Wellman Laurie L, Fitzpatrick Mairen E, Machida Mayumi, Sanford Larry D
Sleep Research Laboratory, Department of Pathology and Anatomy, Eastern Virginia Medical School, P. O. Box 1980, Norfolk, VA, 23507, USA.
Exp Brain Res. 2014 May;232(5):1555-65. doi: 10.1007/s00221-014-3850-z. Epub 2014 Feb 12.

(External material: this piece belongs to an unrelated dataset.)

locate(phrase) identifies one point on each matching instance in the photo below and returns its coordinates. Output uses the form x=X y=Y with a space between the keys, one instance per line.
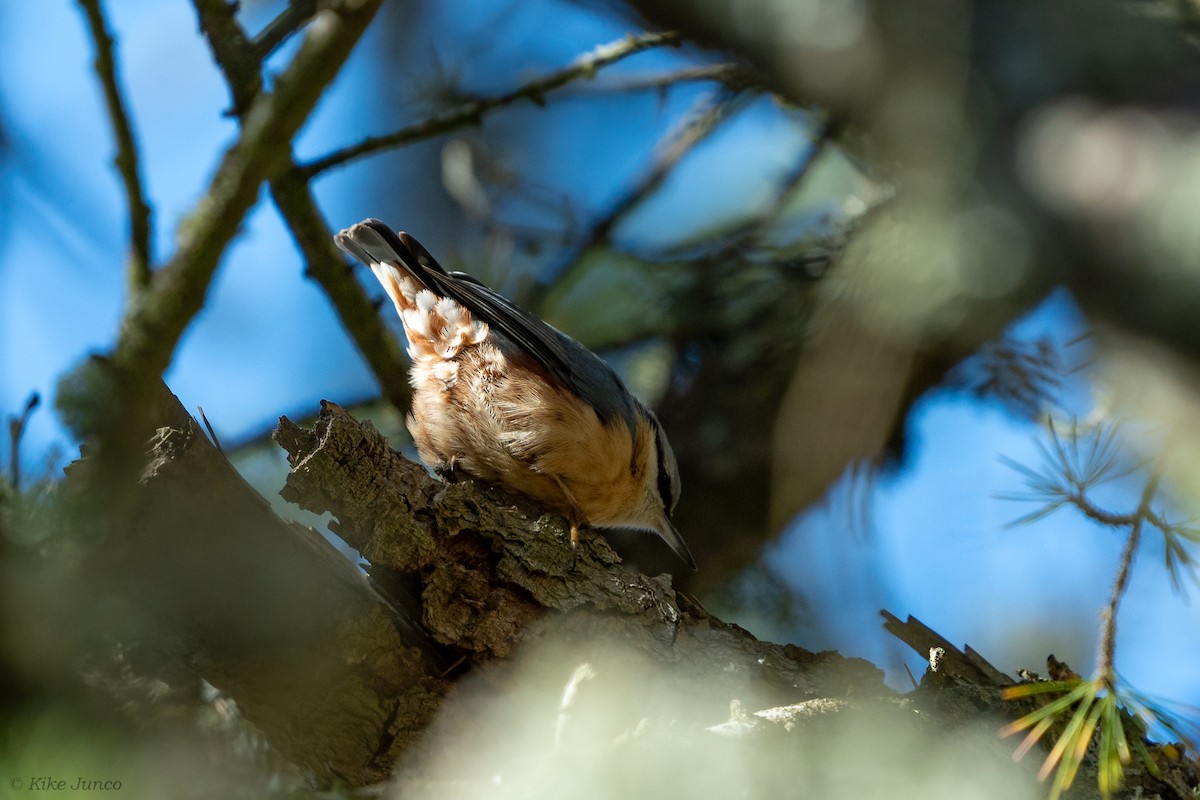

Fear conditioning [inescapable shock training (ST)] and fearful context re-exposure (CR) alone can produce significant fear indicated by increased freezing and reductions in subsequent rapid eye movement (REM) sleep. Damage to or inactivation of the basolateral nucleus of the amygdala (BLA) prior to or after ST or prior to CR generally has been found to attenuate freezing in the shock training context. However, no one has examined the impact of BLA inactivation on fear-induced changes in sleep. Here, we used the GABAA agonist, muscimol (MUS), to inactivate BLA prior to ST, the period when fear is learned, and assessed sleep after ST and sleep and freezing after two CR sessions. Wistar rats (n = 14) were implanted with electrodes for recording sleep and with cannulae aimed bilaterally into BLA. After recovery, the animals were habituated to the injection procedure (handling) over 2 consecutive days and baseline sleep following handling was recorded. On experimental day 1, the rats were injected (0.5 μl) into BLA with either MUS (1.0 μM; n = 7) or vehicle (distilled water, n = 7) 30 min prior to ST (20 footshocks, 0.8 mA, 0.5-s duration, 60-s interstimulus interval). On experimental days 7 and 21, the animals experienced CR (CR1 and CR2, respectively) alone. Electroencephalogram and electromyogram were recorded for 8 h on each day, and the recording was scored for non-rapid eye movement sleep, REM sleep, and wakefulness. Freezing was examined during CR1 and CR2. MUS microinjections into BLA prior to ST blocked the post-training reduction in REM sleep seen in vehicle-treated rats. Furthermore, in MUS-treated rats, REM sleep after CR1 and CR2 was at baseline levels and freezing was significantly attenuated. Thus, BLA inactivation prior to ST blocks the effects of footshock stress on sleep and reduces fear memory, as indicated by the lack of freezing and changes in sleep after CR. These data indicate that BLA is an important regulator of stress-induced alterations in sleep and an important site for forming fear memories that can alter sleep.
恐惧条件反射[不可逃避的电击训练(ST)]以及单独的恐惧情境再暴露(CR)会引发显著的恐惧,表现为僵立增加以及随后快速眼动(REM)睡眠减少。在ST之前或之后,或者在CR之前,杏仁核基底外侧核(BLA)受损或失活,通常会减弱电击训练情境中的僵立。然而,没有人研究过BLA失活对恐惧诱导的睡眠变化的影响。在此,我们使用GABAA激动剂蝇蕈醇(MUS)在ST之前(即学习恐惧的时期)使BLA失活,并在ST后评估睡眠,以及在两次CR后评估睡眠和僵立情况。将Wistar大鼠(n = 14)植入用于记录睡眠的电极以及双侧靶向BLA的套管。恢复后,动物连续2天适应注射程序(处理),并记录处理后的基线睡眠。在实验第1天,大鼠在ST(20次足部电击,0.8 mA,0.5秒持续时间,60秒刺激间隔)前30分钟向BLA注射(0.5 μl)MUS(1.0 μM;n = 7)或溶剂(蒸馏水,n = 7)。在实验第7天和第21天,动物分别单独经历CR(分别为CR1和CR2)。每天记录脑电图和肌电图8小时,并对记录进行非快速眼动睡眠、REM睡眠和觉醒评分。在CR1和CR2期间检查僵立情况。在ST之前向BLA微量注射MUS可阻断在接受溶剂处理的大鼠中观察到的训练后REM睡眠减少。此外,在接受MUS处理的大鼠中,CR1和CR2后的REM睡眠处于基线水平,僵立显著减弱。因此,在ST之前BLA失活可阻断足部电击应激对睡眠的影响,并减少恐惧记忆,这表现为CR后缺乏僵立以及睡眠变化。这些数据表明,BLA是应激诱导的睡眠改变的重要调节因子,也是形成可改变睡眠的恐惧记忆的重要部位。